Rocknähte ohne Overlock: Der Trick, der alles verändert
Sie haben Ihren Rock bereits zugeschnitten, die Anprobe sieht vielversprechend aus – doch die Kanten fransen schon aus. Eine Overlockmaschine haben Sie nicht, und ein sauberer Abschluss von innen scheint kaum erreichbar. Dabei glauben viele, dass schöne Nähte zwingend ein Spezialgerät erfordern. Tatsächlich reicht ein Handgriff aus alten Schneiderateliers und Großmutterwerkstätten vollkommen aus – ganz ohne teures Zubehör.

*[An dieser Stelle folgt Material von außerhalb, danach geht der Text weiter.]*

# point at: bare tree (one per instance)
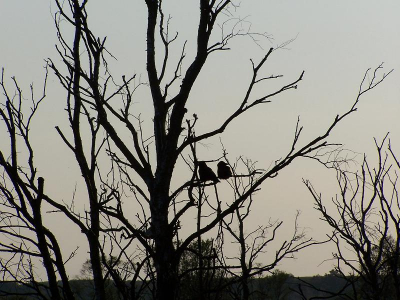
(118, 165)
(366, 221)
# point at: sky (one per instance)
(334, 42)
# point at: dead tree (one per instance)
(118, 166)
(365, 219)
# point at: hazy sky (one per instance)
(335, 43)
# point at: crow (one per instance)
(206, 173)
(224, 171)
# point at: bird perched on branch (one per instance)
(224, 171)
(206, 173)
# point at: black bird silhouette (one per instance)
(224, 171)
(206, 173)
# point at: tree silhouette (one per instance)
(119, 163)
(367, 210)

Englische Naht: Das Haute-Couture-Geheimnis für einen sauberen Rock
Die Lösung trägt einen eleganten Namen: die englische Naht. Das Prinzip ist so simpel wie wirkungsvoll – der rohe Nahtzugaben-Rand wird durch eine zweite Naht vollständig eingeschlossen. Die Kett- und Schussfäden des Gewebes werden in einem hermetischen Umschlag gefangen, sodass Reibung beim Tragen und Waschen keine Fäden mehr herausziehen kann. Der Stoff fransiert nicht mehr aus, und die Innenseite liegt weich und sauber an der Haut an.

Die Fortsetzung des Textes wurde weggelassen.